Au moment où Martyrs se rêve en coup de tonnerre pour le cinéma d’horreur made in France, Alexandre Aja sort discrètement son second film américain après l’excellent remake de La Colline a des yeux. Aja est l’exception absolue de cet état des lieux. Il nous permet de mesurer,d’abord, combien il ne fait pas bon épanouir sa mise en scène à l’ombre de nos clochers : l’incroyable cap franchi par le cinéaste entre son premier film (Haute tension, réalisé chez Besson) et son second (La Colline a des yeux, sous les auspices de Wes Craven) le prouve : les bras-de-fer qui ont poussé Aja à faire plier Craven lors du tournage n’ont fait que booster ses intuitions de mise en scène. Au contraire, le fumisme allié à au formatage idéologique du circuit Besson phagocytaient irrémédiablement Haute tension et son twist inouï. Le drame de la production est bien le mal le plus profond du cinéma de genre français.

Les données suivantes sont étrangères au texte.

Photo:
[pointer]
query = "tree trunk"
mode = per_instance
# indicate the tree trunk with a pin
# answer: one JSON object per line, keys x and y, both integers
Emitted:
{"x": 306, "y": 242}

Après, c’est sûr, il y a le talent. Tous les cinéastes propulsés ces dernières années dans l’enfer de la série B hollywoodienne n’ont évidemment pas eu la même réussite qu’Aja. Siri (Otage), la paire Moreau / Palud (The Eye), voire Richet (le très mineur remake d’Assaut) ou Kassovitz (le minuscule Gothika), n’ont obtenu qu’un retour fissa en charter direction Roissy. Voilà peut être pourquoi Mirrors prend bien malgré lui une telle importance symbolique à nos yeux. Tenter de confirmer est un luxe que seul Aja a pu se payer à ce jour : les attentes n’en sont que plus disproportionnées. C’est assez injuste tant le film, par son entêtement à bien faire, ne prétend à aucun instant au chef-d’oeuvre. Remake très lointain d’un obscur film coréen (au contraire du travail de mimétisme prodigieux de La Colline), Mirrorsdécrit la plongée dans la folie d’un père alcoolique fraîchement séparé (Kiefer Sutherland en mode 24 heures chrono) qui découvre, lors de ses gardes de nuit, le passé apocalyptique d’un vieil hôtel de Manhattan. Le pitch horrifique repose sur une idée géniale (des miroirs saturés de cauchemars menacent de jeter des malédictions démentes à la face de ceux qui s’y contemplent) dont Aja ne fait pas grand-chose. Mais l’essentiel, au fond, est ailleurs : Aja n’a jamais été un esthète de la peur, il reste à des années lumières des maîtres du genre et vaut simplement comme artisan prometteur (il n’a pas 30 ans), capable d’instaurer un rythme, un ton, une atmosphère qui ne relâchent que rarement leurs effets sur le spectateur. C’est sur ce terrain, au fond, que Mirrors ré-ouvre les perspectives de La Colline a des yeux, dans lequel le cinéaste échouait à améliorer l’original (son grand défi naïf) pour en retrouver l’exacte pulsation, se tapir dans ses moindres replis, en épouser le moindre froissement de plans. Mirrors est à ce titre beaucoup plus personnel, et s’il rate certains coups décisifs (les scènes de miroir, vraiment pataudes), gagne sur un autre terrain : celui de la modestie à emballer un objet parfaitement fini.
On ne demande finalement rien d’autre que ce plaisir simple à revenir aux bases de la série B (mettre tout dans la bataille en sachant bien où on va), un rapport frontal, lucide et vivifiant au genre. Les fautes de goût, les tressautements de l’intrigue sont ainsi rattrapés en permanence par un admirable mouvement d’ensemble : un film tirant de son atmosphère paranoïaque le fluide d’une fuite ininterrompue en avant. Alors l’impact visuel souvent très impressionnant des plans d’Aja (qui en fait un peu une sorte de petit frère de Rob Zombie – The Devil’s rejects, Halloween), la belle idée de jouer en permanence le numérique un peu cheap contre le retour au premier plan des vieux SFX eighties, tout porte le sceau d’une signature et d’un élan parfaitement circonscrits et adaptés aux moyens mis en jeu. Modeste et généreux, élégant dans son geste et plein d’une énergie rafraîchissante, Mirrors rayonne par son exemplaire simplicité : une manière de dresser humblement son petit campement au milieu du désert.